法律コラム

離婚 離婚の基礎知識②

投稿者 admin on 8月 31, 2016

協議離婚届出不受理申出制度

 

離婚の基礎知識①では、日本で認められている離婚の方法についてご説明しました。

 

日本の協議離婚の制度は、極めて簡便なもので、法的機関が関与せず、「離婚届」を作成して戸籍法の定める戸籍事務(市町村)に提出すれば、離婚が成立してしまいます。

そのため、夫婦の一方が、相手方に無断で協議離婚届を行ってしまう可能性もあるのです。

 

相手方に無断でなされた協議離婚届は法的には無効ですが、これが受理されて戸籍に記載されてしまうと、当該戸籍の記載を消除するには、離婚無効の確定判決又は審判を得て戸籍訂正の申請をする必要があり(戸籍法116条)、大変煩雑な手続を踏まなければなりません。

このような事態を防ぐために協議離婚届の不受理の申出制度(戸籍法27条の2第3項~5項)があります。
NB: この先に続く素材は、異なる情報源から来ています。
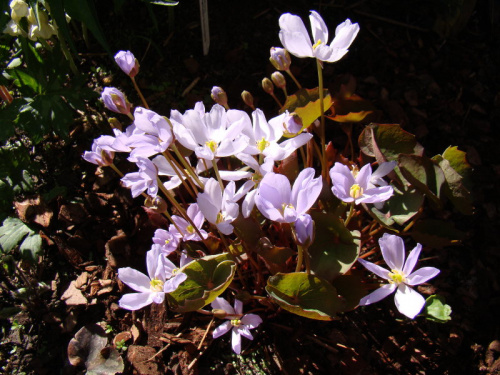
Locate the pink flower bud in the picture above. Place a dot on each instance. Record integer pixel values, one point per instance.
(115, 100)
(128, 63)
(280, 58)
(247, 98)
(279, 80)
(267, 85)
(219, 96)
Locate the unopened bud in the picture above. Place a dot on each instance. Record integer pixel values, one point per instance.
(279, 80)
(267, 85)
(128, 63)
(247, 98)
(219, 313)
(219, 96)
(157, 204)
(280, 58)
(115, 123)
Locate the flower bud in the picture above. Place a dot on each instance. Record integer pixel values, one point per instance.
(157, 204)
(279, 80)
(115, 123)
(219, 96)
(267, 85)
(18, 10)
(115, 100)
(219, 313)
(293, 123)
(128, 63)
(247, 98)
(304, 228)
(280, 58)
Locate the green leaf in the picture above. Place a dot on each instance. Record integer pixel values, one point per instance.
(304, 295)
(458, 161)
(455, 190)
(305, 103)
(275, 257)
(12, 232)
(436, 310)
(386, 141)
(424, 175)
(31, 248)
(335, 248)
(207, 278)
(436, 233)
(404, 204)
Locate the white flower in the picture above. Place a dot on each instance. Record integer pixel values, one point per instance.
(296, 39)
(237, 322)
(401, 277)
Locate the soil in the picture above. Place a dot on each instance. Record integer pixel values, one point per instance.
(440, 83)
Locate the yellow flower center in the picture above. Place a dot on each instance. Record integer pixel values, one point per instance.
(220, 218)
(156, 285)
(397, 277)
(356, 191)
(317, 44)
(212, 145)
(262, 144)
(355, 171)
(235, 322)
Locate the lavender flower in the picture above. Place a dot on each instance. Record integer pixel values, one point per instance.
(162, 278)
(401, 278)
(115, 100)
(277, 201)
(145, 179)
(296, 39)
(128, 63)
(237, 322)
(354, 186)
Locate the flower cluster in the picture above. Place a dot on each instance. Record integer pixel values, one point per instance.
(229, 167)
(39, 25)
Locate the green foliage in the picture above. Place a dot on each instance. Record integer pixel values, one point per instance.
(13, 232)
(305, 295)
(436, 309)
(335, 248)
(207, 278)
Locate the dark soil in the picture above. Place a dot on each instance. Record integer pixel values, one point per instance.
(441, 86)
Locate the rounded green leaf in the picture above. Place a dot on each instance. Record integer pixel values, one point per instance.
(207, 278)
(304, 295)
(335, 248)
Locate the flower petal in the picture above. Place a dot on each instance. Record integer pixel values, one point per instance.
(134, 279)
(408, 301)
(378, 294)
(412, 259)
(135, 301)
(222, 329)
(393, 251)
(236, 341)
(221, 304)
(251, 320)
(377, 270)
(422, 275)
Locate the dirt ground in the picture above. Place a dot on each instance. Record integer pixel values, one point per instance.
(437, 78)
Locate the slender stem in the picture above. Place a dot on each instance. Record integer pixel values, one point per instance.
(178, 173)
(322, 120)
(143, 100)
(181, 210)
(293, 78)
(187, 166)
(351, 214)
(216, 170)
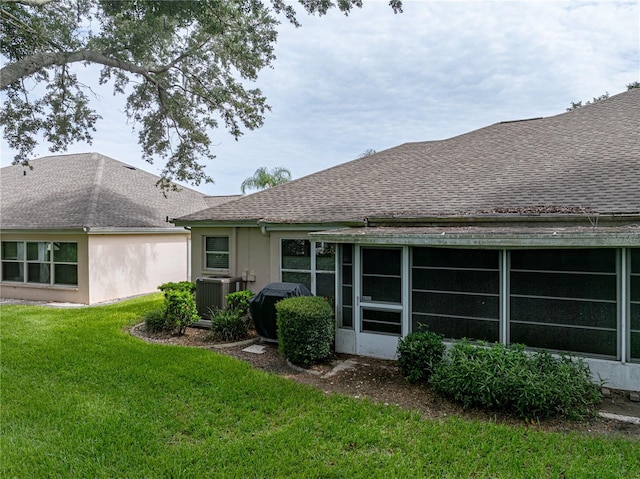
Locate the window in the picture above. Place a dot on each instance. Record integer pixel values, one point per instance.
(456, 292)
(40, 262)
(311, 263)
(346, 272)
(564, 300)
(216, 252)
(635, 304)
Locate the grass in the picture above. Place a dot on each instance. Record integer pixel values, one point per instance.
(82, 398)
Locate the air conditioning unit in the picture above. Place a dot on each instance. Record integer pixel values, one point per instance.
(211, 292)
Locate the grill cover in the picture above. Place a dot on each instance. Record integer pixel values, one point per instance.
(263, 306)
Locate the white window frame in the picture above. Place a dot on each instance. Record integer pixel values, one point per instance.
(50, 262)
(313, 271)
(220, 252)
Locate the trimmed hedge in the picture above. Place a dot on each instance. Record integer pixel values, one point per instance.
(305, 329)
(179, 311)
(532, 385)
(229, 324)
(419, 353)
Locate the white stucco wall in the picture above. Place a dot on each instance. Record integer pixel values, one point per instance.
(122, 265)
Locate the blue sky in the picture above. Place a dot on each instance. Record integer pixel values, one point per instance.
(373, 80)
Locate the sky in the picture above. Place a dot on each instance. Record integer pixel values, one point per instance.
(341, 85)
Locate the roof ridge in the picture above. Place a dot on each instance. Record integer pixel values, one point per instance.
(95, 192)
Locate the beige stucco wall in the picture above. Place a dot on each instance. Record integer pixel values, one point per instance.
(51, 293)
(252, 253)
(127, 265)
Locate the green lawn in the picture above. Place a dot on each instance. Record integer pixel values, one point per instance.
(82, 398)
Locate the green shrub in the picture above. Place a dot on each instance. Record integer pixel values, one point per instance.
(305, 329)
(508, 378)
(179, 286)
(418, 355)
(228, 324)
(154, 321)
(239, 301)
(180, 310)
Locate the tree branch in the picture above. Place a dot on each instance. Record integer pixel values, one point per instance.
(14, 72)
(30, 3)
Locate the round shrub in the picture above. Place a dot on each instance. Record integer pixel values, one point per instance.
(229, 324)
(419, 353)
(154, 321)
(305, 329)
(180, 310)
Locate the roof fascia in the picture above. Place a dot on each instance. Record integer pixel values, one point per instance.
(134, 231)
(552, 239)
(48, 231)
(588, 218)
(215, 224)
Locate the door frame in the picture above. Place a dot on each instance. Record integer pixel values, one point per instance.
(380, 345)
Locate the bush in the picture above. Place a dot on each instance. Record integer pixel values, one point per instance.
(154, 321)
(239, 301)
(228, 324)
(180, 310)
(305, 329)
(418, 355)
(528, 384)
(187, 286)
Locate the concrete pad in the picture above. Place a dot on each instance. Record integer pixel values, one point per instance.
(346, 364)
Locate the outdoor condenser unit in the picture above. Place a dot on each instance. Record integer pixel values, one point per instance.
(211, 292)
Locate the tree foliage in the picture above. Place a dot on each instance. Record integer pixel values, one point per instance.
(578, 104)
(185, 67)
(263, 179)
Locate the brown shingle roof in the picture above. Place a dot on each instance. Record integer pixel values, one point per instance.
(88, 190)
(584, 160)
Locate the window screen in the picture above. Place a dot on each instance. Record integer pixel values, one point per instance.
(456, 292)
(217, 252)
(635, 304)
(564, 300)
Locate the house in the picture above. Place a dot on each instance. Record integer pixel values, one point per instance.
(523, 231)
(85, 228)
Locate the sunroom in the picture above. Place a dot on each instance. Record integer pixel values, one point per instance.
(555, 290)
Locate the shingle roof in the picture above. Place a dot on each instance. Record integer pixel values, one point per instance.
(583, 160)
(88, 190)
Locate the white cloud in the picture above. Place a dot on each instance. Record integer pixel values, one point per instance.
(341, 85)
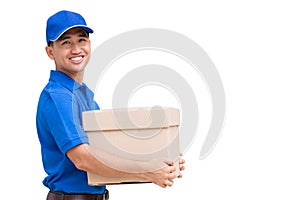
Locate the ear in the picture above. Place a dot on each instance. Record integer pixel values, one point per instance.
(49, 51)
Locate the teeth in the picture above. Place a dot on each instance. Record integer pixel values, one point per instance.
(77, 58)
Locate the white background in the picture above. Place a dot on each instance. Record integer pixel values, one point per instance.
(255, 46)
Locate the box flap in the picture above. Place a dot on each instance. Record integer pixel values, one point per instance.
(130, 118)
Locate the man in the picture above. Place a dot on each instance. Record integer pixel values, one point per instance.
(65, 155)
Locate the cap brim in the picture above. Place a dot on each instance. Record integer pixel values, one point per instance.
(87, 29)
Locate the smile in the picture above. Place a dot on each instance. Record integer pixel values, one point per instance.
(77, 59)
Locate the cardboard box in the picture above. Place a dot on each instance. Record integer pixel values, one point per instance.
(137, 134)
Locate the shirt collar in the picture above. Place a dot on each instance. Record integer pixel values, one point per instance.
(65, 80)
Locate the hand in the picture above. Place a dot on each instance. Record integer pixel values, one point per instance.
(164, 176)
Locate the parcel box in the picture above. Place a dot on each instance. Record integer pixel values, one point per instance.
(145, 135)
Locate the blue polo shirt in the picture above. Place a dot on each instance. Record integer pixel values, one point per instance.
(58, 122)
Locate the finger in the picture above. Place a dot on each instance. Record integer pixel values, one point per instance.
(181, 161)
(170, 163)
(179, 175)
(181, 167)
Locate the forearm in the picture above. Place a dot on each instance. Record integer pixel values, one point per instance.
(105, 164)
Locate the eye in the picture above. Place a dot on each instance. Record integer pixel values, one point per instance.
(66, 42)
(82, 40)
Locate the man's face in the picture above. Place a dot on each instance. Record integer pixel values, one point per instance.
(71, 52)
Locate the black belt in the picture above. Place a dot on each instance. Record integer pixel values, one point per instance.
(65, 196)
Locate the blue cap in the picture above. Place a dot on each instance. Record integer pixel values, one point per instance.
(62, 21)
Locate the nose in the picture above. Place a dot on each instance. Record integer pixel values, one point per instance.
(75, 48)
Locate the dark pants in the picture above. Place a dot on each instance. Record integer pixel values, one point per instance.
(65, 196)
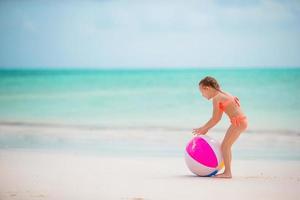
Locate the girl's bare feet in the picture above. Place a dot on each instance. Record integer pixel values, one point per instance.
(223, 175)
協議離婚届の不受理申出をすると、協議離婚届がなされたとしても、不受理申出をした本人が市役所又は町村役場に出頭して届け出たことを確認できなければ、協議離婚届が受理されることはありません。

 

なお、一度は協議離婚届の作成に応じて署名・押印したが、その後気が変わり撤回をしたいというケースもあるかと思います。そのような場合でも、その協議離婚届が受理される前であれば、協議離婚届の不受理申出を行い、相手方の意思だけで協議離婚届が受理されるということを防ぐことができます。

 

協議離婚届を無断で提出される可能性がある場合には、事前に協議離婚届の不受理の申出をしておくことが重要です。